My husband is a T3 sci (1994) and up until 2007 had been decubitus ulcer free. Since 07 however, we have been on a roller coaster ride trying to treat a sacral stage 4. We just finished a month long stay at a hospital in WI where our plastic surgeon unsuccessfully attempted repair of this wound. It was our 3rd surgery on the area. I can say that the previous 2 surgeries may have not resulted in long term repair due to my husband being a bit too over eager to get back in his chair to return to work. At this time however, we have had him planted in a low air loss mattress since November 18th – his last surgery date. His wound was not closed this last surgery by the dr – he came out surgically debrided with a wound vac in place. We continue to use this approach at this time. At our first follow up appt our surgeon stated that we were facing living with this opening the rest of my husband’s life. I am mid 30s my husband mid 40s, we have a 5 year old and we want to live life. Do we need to just come to grips with this wound and accept it, or do you think there are surgeons/procedures out there that could help us?

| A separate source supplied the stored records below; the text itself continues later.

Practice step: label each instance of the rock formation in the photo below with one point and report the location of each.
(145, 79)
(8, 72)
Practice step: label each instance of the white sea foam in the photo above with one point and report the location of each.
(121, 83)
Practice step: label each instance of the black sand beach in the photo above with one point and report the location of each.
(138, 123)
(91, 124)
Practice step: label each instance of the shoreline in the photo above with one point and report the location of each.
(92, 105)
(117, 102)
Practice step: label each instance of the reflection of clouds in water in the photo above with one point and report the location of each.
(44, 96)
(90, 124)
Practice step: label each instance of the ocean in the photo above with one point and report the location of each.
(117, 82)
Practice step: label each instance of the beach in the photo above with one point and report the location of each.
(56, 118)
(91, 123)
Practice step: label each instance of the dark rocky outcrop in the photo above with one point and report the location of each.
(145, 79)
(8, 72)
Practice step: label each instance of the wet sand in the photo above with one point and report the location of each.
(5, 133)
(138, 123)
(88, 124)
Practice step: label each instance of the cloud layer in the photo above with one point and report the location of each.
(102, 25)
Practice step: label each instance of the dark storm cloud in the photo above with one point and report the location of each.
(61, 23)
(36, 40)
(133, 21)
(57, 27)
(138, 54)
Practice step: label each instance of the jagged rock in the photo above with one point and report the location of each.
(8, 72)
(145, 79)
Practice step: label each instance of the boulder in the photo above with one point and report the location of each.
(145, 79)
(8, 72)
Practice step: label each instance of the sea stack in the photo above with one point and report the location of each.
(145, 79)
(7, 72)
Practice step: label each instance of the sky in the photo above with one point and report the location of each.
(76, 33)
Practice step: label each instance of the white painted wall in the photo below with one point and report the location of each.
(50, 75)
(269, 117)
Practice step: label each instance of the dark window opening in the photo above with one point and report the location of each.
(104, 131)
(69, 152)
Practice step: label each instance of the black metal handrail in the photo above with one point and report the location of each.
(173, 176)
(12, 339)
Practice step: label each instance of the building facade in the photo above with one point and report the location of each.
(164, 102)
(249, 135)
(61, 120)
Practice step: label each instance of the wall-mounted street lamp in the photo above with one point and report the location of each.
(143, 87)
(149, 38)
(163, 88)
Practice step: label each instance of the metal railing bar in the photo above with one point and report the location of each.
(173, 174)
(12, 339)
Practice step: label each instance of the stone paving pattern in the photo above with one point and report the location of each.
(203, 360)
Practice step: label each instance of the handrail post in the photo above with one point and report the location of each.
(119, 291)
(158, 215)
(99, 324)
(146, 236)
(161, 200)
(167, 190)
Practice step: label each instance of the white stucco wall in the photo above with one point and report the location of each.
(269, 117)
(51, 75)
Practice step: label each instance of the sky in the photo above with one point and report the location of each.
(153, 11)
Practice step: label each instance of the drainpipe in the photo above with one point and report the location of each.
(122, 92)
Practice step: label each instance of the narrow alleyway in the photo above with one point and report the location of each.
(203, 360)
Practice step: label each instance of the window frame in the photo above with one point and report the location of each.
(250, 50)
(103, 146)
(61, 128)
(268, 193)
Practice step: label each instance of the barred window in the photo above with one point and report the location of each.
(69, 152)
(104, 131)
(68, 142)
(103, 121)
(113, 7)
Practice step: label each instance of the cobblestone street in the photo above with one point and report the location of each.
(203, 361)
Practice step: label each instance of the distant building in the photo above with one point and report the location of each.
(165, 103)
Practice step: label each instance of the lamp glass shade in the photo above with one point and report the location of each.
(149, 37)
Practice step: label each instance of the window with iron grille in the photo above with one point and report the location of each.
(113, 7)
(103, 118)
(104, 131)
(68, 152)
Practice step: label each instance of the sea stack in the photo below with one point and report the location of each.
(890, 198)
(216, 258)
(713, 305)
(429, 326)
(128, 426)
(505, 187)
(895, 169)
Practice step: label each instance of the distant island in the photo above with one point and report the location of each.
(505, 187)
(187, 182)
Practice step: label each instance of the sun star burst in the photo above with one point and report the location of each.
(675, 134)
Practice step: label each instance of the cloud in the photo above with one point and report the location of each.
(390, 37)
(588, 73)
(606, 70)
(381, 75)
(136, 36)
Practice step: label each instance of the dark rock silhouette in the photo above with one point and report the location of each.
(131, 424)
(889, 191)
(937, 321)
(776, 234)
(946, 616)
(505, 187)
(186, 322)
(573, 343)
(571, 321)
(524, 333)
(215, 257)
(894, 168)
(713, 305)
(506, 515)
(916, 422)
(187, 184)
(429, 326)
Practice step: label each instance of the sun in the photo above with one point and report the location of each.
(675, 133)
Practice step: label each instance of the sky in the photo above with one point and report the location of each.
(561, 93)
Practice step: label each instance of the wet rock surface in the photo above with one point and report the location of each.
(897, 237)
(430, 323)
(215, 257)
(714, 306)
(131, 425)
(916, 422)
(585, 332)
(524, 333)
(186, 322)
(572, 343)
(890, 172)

There are a few things that pretty much doom pressure ulcer surgery to failure or recurrence. One near the top of the list is non-compliance. Pressure ulcer surgery takes a motivated patient to have a good chance of success. The patient must stay off the wound after surgery sometimes for months to allow it to strengthen to the point that it can withstand the pressures of daily life without breaking down. This is just a fact.
I would say that while I completely understand your desire to get on with life, an ulcer that has been there for years will have a very high chance of recurring even assuming that there is tissue available to attempt to close it.
Wound vacs are helpful but in very large wounds very rarely obtain closure by themselves. I would say have a long talk with your husband about what you are both willing to do to get closure of the wound. Then if he seems willing to stay off of it long term, I would seek the opinion of another good plastic surgeon with experience closing these types of wounds for options as to what might be possible. Do not be dismayed if the surgeon is unwilling to provide assurances of success. With your husband’s long wound history I would be suspect of one who didn’t. Tests might be needed before additional surgery. Go in with an open mind.
Good luck to you both. These wounds try the patience of your surgeon just as they try yours believe me.
John Di Saia MD
Originally posted 2012-02-03 07:30:51.